Of course, for him to be this high he must have significant bright spots as well. Despite his size he is one of the best rebounding guards in the draft, averaging over five boards per game in the G League. His passing is even more impressive, often making up for the high turnover numbers. He is a high risk, high reward player. If he can just improve his efficiency and choice making, Henderson could become a dominant guard in the league. As of now, that’s still very much an if. 

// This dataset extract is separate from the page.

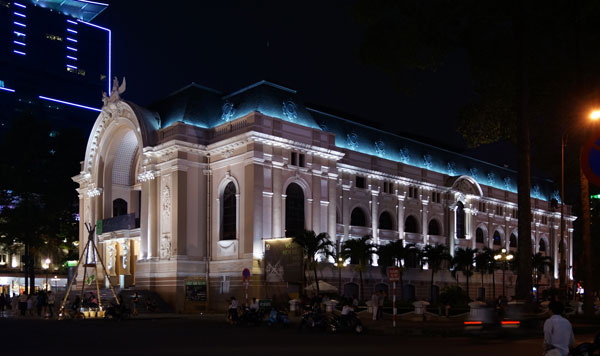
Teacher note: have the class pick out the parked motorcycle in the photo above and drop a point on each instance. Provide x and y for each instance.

4. Charlotte Hornets: Taylor Hendricks, F, UCF 

The top three is basically set in stone, though of course the order of the second and third selections might be up for debate. The best of the rest is another hotly contested position, but the upside of Hendricks is why he is most likely to go fourth off the board. It’s all about the pre-draft process with him, as his barely .500 UCF team didn’t do much to improve his standing. His athleticism and defense is off the charts, while his scoring (including nearly 40% from deep) could develop into something truly special. 

Hendricks is certainly more of a project, with him being less NBA-ready than most of the players that will be taken around him. Strength and post skills are his weakest points, which as a power forward isn’t exactly ideal. Where he will be taken is entirely up to how teams view his potential, so while he’s No. 4 on this list, a fall out of the top ten wouldn’t be out of the question either. 

5. Portland Trail Blazers: Amen Thompson, G/F, Overtime Elite 

Thompson is almost undoubtedly a lock for the top five thanks to his raw athleticism. The 6-foot-7 guard is explosive and fast, with amazing court vision and unmatched on-ball defense. He can shoot lights out inside the arc with a variety of methods, while perfecting his ability to draw a double and find the open shooter. 

The issues lie with his turnovers and shooting from deep. Thompson’s three turnovers a game is better than Henderson’s, but that’s still not something to brag about. His three-point percentage is only 23%, and that is before he has to shoot from a deeper range in the NBA. His free throw shooting also needs work, with him barely reaching 65% from the stripe. Thompson’s game is just so impressive outside of shooting that it warrants his selection inside the top five. If he can improve his range, he could be the most complete player in the draft not named Wembanyama.